Mini-EUSO è stato sviluppato da una collaborazione internazionale guidata da INFN e Università di Roma Tor Vergata.  Il progetto, coordinato e finanziato dall’ASI, coinvolge varie università ed enti di ricerca italiani e stranieri

12 Dicembre 2023

Mini-EUSO (Multiwavelength Imaging New Instrument for the Extreme Universe Space Observatory) è un telescopio in banda ultravioletta (290-430 nm) sviluppato da una collaborazione internazionale guidata dall’Istituto Nazionale di Fisica Nucleare (INFN) e dal Dipartimento di Fisica dell’Università di Roma Tor Vergata. Il progetto, coordinato e finanziato dall’ASI, coinvolge varie università ed enti di ricerca italiani e stranieri nell’ambito del più ampio programma JEM-EUSO.

 

Il telescopio è stato portato a bordo della Stazione Spaziale Internazionale (ISS) dal vettore russo Soyuz MS-14 il 22 Agosto 2019 ed è stato installato per la prima volta sulla finestra UV-trasparente del modulo Zvezda, che è orientata in direzione della Terra, il giorno 7 Ottobre 2019 per la sua prima sessione di acquisizione dati.
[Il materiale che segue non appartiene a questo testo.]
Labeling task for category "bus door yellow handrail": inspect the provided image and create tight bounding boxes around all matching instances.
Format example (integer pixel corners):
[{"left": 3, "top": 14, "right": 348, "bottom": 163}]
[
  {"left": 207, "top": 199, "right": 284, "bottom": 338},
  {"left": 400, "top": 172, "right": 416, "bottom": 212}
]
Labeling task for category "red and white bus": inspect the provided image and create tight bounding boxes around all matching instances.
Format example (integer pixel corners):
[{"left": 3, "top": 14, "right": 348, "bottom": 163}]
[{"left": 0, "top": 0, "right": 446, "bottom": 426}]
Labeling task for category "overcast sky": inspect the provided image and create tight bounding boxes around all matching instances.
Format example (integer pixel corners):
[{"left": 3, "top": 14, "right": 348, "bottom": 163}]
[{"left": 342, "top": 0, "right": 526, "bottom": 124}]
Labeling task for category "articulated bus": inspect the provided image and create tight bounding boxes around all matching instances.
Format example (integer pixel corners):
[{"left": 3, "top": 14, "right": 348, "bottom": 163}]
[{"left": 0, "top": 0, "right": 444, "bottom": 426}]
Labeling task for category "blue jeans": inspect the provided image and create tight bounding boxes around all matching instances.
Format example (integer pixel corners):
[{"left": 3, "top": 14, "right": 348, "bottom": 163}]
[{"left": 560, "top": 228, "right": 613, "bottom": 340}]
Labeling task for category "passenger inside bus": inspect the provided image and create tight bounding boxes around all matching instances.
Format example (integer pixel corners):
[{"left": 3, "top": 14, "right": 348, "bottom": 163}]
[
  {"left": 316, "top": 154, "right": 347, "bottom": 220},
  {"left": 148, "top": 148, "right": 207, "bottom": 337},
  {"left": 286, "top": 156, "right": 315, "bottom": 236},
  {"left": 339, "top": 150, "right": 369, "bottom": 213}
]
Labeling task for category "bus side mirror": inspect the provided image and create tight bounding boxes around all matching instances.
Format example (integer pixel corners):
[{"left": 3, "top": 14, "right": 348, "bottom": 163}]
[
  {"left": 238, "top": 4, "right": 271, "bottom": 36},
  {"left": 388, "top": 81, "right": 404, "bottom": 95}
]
Da allora, l’apparato viene regolarmente attivato due o tre volte al mese e lo scorso 27 novembre ha raggiunto il ragguardevole traguardo di 100 accensioni!

 

Da ormai più di 4 anni, Mini-EUSO sta infatti osservando la Terra registrando le emissioni ultraviolette di origine cosmica, atmosferica e terrestre. L’ottica a lenti di Fresnel e la superficie focale basata su fotomoltiplicatori multi-anodo consentono di raggiungere una sensibilità senza precedenti, permettendo di rivelare ciascun fotone emesso in un campo di vista di 44 gradi, corrispondente a un campo visivo di 260 x 260 km² sulla superficie terrestre, acquisendo 400.000 immagini al secondo.

 

Laura Marcelli, ricercatrice presso la sezione INFN di Roma Tor Vergata e Co-Principal Investigator dell’esperimento Mini-EUSO, spiega: ”Una delle caratteristiche principali di Mini-EUSO è la sua capacità di effettuare osservazioni su diverse scale temporali, da qualche microsecondo in su, con una alta risoluzione spaziale. Questo permette di studiare contemporaneamente fenomeni molto diversi tra loro”.

 

Gli obiettivi scientifici di Mini-EUSO sono infatti molteplici e si estendono su più campi. Sono state realizzate (e pubblicate), per la prima volta, le mappe delle emissioni notturne ultraviolette (sia naturali che antropiche) di gran parte della superficie terrestre e sono state studiate le variazioni di tali emissioni al variare della fase lunare e delle condizioni di copertura nuvolosa. Vengono inoltre cercati segnali provenienti dalla materia strana nucleare, uno stato della materia ancora mai osservato, ma previsto da vari modelli teorici; questi segnali vengono cercati tra quelli delle meteore del sistema solare (lo strumento ne ha osservate più di 50000 ad oggi) e di origine interstellare. Mini-EUSO è in anche in grado di effettuare dallo spazio una campagna di ricerca di raggi cosmici di altissima energia (E>1021 eV), particelle la cui esatta natura è ancora dibattuta e che si presume provengano da altre galassie. Altri studi riguardano la fisica dei fenomenici transienti atmosferici, in particolare l’osservazione di ELVES (Emission of Light and Very low frequency perturbations due to Electromagnetic pulse Sources), anelli di luce che si espandono a velocità apparentemente superluminale nella ionosfera e originati dalla ionizzazione di quest’ultima dovuta all’interazione con l’onda elettromagnetica sferica generata da un fulmine. Gli ELVES raggiungono dimensioni di varie centinaia di km ad hanno una durata di una frazione di millisecondo.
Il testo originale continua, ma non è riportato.